Abu Aish cited the demolition of Palestinian homes and the proposed uprooting of tens of thousands of Palestinian Bedouins as examples of the present-day ethnic cleansing in the Naqab. Though implementation of the latter proposal — known as the Prawer Plan — was halted following major protests, Israel has not stopped destroying Bedouin villages.

This year’s march focused on Wadi Zubalah, a village destroyed and ethnically cleansed of its Palestinian Bedouin population in 1948. Its expelled residents were resettled by military order to Umm al-Hiran, another village, in the 1950s. They have lived there ever since.

The survivors of that expulsion and their families are now facing further displacement.

Earlier this month, the Israeli high court ruled that plans to destroy Umm al-Hiran and displace its residents may proceed. The Israeli state wishes to replace the village with a new Jewish town to be called Hiran.

Activist Raed Abu al-Qian spoke of how his family had been forced out of Wadi Zubalah.

He brought his four-month-old daughter to the march, arguing it was important for the young to come and see “the land of our grandparents and the well that they used to drink from and the houses that they used to live in, to know our history so they can continue coming here.”

Hope

Muhammad Kayal, one of the founders of the Association for the Defense of the Rights of the Internally Displaced, said that participants in this year’s march “include school pupils, university students and even younger children, from many different parts of society.”
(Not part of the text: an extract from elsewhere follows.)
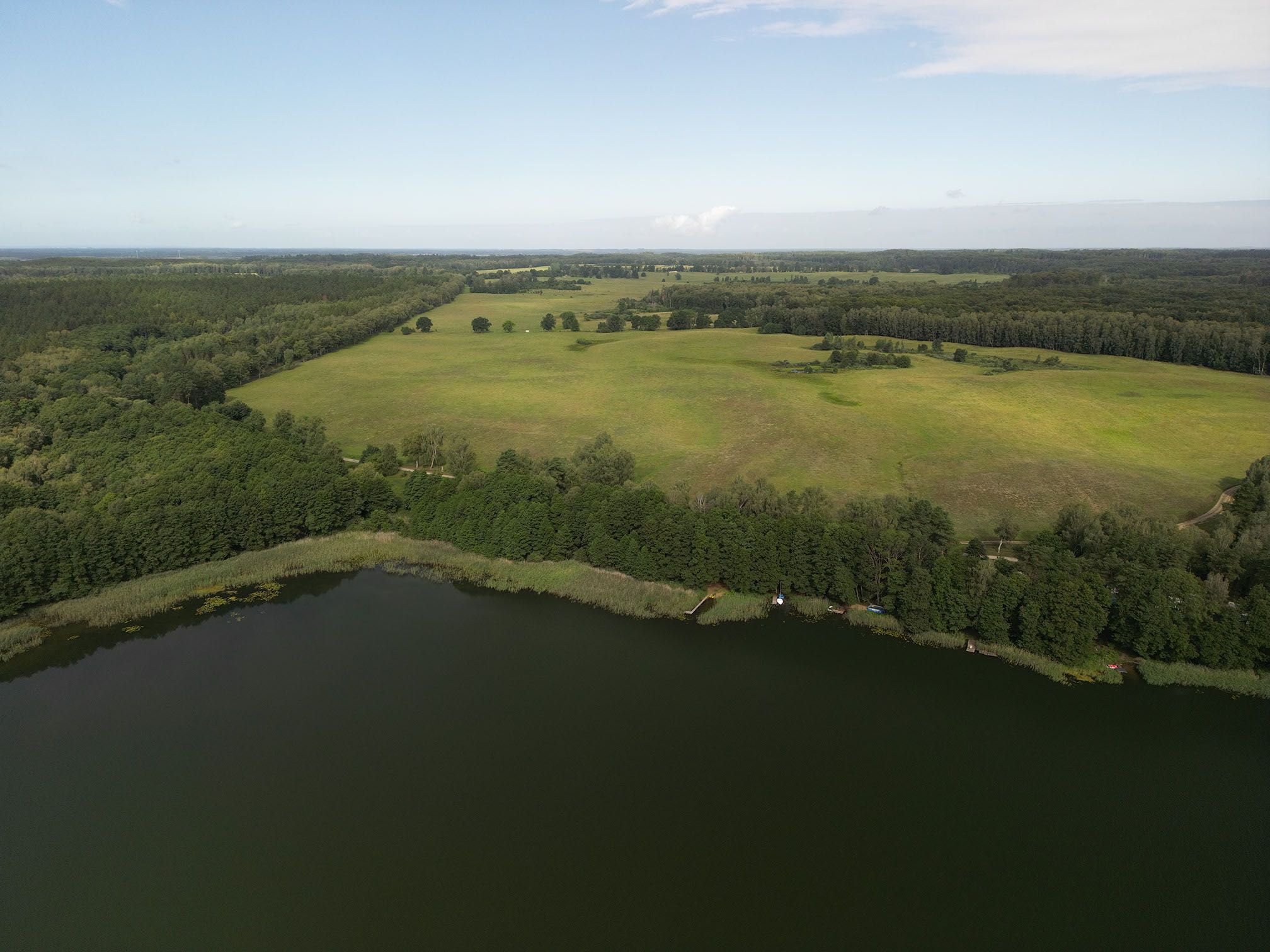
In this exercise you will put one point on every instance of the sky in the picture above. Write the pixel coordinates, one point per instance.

He noted that many regard themselves as third-generation Nakba survivors. Any expectations that the Israeli establishment may have had of young people forgetting about the Nakba have been confounded.
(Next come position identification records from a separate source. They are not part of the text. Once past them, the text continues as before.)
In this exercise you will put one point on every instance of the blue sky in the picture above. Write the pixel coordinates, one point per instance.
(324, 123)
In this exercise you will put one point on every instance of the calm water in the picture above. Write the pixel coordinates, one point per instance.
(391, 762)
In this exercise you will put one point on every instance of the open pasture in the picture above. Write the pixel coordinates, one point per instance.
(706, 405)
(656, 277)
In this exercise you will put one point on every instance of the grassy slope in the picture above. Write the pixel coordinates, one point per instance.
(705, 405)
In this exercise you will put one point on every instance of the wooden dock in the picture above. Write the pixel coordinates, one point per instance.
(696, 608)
“These third and fourth generations are holding on to the right of return more than the first and second generations,” said Kayal. “They have hope.”

Holding the march in the Naqab was also an attempt to counter Israel’s efforts to “divide and rule” Palestinians.
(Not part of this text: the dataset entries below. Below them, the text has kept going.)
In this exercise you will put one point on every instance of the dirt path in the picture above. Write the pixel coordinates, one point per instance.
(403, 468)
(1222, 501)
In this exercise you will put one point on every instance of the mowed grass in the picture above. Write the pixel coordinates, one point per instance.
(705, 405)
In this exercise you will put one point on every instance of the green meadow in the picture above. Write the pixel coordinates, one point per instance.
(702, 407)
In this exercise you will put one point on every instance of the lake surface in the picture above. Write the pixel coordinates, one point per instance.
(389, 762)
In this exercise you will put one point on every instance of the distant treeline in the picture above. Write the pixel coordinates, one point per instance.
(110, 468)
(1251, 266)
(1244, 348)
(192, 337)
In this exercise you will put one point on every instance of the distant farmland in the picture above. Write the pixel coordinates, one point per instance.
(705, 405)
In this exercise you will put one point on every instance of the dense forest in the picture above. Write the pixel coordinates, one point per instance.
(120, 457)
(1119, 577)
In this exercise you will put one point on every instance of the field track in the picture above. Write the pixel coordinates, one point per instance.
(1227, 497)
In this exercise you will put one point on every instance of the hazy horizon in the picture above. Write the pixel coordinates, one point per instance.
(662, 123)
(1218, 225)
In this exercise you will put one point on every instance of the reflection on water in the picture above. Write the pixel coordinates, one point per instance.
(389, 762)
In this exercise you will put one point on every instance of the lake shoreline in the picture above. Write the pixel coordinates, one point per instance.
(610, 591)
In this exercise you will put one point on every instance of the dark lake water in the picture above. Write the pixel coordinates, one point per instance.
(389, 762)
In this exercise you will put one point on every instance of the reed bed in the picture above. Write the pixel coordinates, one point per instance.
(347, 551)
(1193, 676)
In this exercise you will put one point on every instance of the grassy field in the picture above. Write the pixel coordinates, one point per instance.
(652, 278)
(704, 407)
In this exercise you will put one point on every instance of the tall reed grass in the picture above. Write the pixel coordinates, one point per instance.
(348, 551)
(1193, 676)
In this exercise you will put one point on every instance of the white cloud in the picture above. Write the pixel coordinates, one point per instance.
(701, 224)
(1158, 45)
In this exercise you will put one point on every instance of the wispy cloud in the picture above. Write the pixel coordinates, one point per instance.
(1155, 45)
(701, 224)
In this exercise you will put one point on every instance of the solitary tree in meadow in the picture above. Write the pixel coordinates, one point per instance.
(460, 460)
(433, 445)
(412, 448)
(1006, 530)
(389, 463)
Ilan Pappe, a well-known historian who has been active with the Association for the Defense of the Rights of the Internally Displaced for many years, said: “The Naqab was not always associated with the struggle of the Palestinians in Israel due to the state’s attempt to accord a unique position to the Bedouin community. “

“Having the central commemorative event in the Naqab strengthens the connection between all the Palestinians inside Israel,” he told The Electronic Intifada.

During the rally prominent figures in the Palestinian community inside Israel — including lawmakers Ayman Odeh and Haneen Zoabi — were called forward to mix soil from the north of historic Palestine with the soil of the Naqab in the south.

With hundreds of Palestinian flags on display, many at the march referred to the right of Palestinians in refugee camps in Syria, Lebanon and Jordan to return home.

“The right of return of the internal refugees is strongly associated with the general Palestinian right of return,” said Pappe. “No matter what the Israeli official policy is, no matter what would be the tactical calculations of current Palestinian politics, this is an individual right that cannot be traded or abolished by anyone.”

For millions of Palestinians, the Nakba is not an event that belongs to the past. It is an everyday reality.

Yara Hawari is a final year PhD candidate at the University of Exeter and a freelance writer. She lives in occupied East Jerusalem.